Back at the Great Hall she found out that Paula was not in the castle, having gone off to a pleasure ride with Clement and some entourage. As glad as she was not to be threatened with her Ladyship's company, yesterday's anger rose in her again. Too dangerous for rides, my ass.
She found Mista sleeping in her little room. Not waking her up, she went to her own chamber, threw herself on the bed, and watched the canopy above.
She could write to her parents, she supposed, promising to change her ways and begging them to let her out of here. She clenched her fist over the duvet. No, they could fuck right off. They will send for her sooner or later, and then they'll see if this moronic thing worked. Until then, she'll find her some ways to survive here. Maybe she'll take up weaving tapestries, or gardening.
She sat up. The boy in the dungeon would not leave her mind. He was the only thing in this shit castle that was even remotely interesting right now.

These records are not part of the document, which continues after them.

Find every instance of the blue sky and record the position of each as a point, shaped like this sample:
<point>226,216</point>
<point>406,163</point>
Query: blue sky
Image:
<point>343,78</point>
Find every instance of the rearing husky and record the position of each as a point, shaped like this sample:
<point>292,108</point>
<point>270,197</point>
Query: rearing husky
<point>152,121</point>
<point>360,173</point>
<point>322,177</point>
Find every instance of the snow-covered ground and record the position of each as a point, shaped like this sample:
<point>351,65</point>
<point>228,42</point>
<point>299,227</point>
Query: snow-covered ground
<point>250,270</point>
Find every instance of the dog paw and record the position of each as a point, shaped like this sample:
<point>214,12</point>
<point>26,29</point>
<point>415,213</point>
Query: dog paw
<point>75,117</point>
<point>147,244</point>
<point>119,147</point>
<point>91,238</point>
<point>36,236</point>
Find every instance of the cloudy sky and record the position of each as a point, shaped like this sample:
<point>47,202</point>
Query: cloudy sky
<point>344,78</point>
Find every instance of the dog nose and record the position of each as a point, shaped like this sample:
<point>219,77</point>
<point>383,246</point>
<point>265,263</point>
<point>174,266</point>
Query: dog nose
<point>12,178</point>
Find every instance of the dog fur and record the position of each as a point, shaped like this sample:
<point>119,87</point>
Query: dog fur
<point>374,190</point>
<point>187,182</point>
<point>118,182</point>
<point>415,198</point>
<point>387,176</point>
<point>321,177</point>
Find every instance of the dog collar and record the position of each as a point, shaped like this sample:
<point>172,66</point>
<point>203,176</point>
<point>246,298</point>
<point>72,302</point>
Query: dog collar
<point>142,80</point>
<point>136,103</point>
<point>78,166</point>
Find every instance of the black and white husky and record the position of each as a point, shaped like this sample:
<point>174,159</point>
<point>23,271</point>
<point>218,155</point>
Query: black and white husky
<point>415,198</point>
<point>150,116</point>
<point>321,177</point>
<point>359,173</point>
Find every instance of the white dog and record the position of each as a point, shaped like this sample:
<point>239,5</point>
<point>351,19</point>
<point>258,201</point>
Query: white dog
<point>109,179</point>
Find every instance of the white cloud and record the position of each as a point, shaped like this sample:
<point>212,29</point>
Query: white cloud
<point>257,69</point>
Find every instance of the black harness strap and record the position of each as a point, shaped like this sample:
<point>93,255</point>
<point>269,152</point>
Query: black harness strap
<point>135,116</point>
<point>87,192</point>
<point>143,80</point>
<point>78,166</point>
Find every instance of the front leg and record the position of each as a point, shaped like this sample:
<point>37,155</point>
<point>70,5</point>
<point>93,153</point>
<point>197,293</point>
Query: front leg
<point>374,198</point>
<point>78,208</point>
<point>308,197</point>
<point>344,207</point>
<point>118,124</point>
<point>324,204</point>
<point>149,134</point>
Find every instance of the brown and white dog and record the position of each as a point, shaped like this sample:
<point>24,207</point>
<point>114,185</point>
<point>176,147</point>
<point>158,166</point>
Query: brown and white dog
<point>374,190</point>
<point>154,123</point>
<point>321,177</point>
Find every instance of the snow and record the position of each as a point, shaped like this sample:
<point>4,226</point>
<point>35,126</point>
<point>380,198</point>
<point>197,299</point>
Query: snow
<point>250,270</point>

But to talk to him through the window would make her look ridiculous -- he'd immediately figure out that she didn't have permission to do that, and by extension that she needed permission in the first place, and therefore that she was just some unimportant girl who did not command respect. Yet to talk to him normally, in the dungeon, she would have to get past Dodo. Dodo would not let anyone see him. Gabrielle remembered Paula's word. Nobody could overrule the orders Dodo had been given, except maybe the King himself, should he visit.
A small voice piped up in her head. And are you still not, despite your present situation, of royal stock?
Paula and Clement were away, after all. This day invited experiments.
*
Dodo was leaning back in his chair, seeing how far he can go before he loses his balance, when the door opened with no prior knocking and the young noble lady walked in. The start that it gave him tipped him over, and for an incredibly long moment his enormous body was caught in a state of weightlessness, him pushing it forward but gravity commanding it back. The impasse was only broken when he planted his feet on the floor and let the chair fall with a bang between them, as he himself remained more or less vertical in an elaborate squat.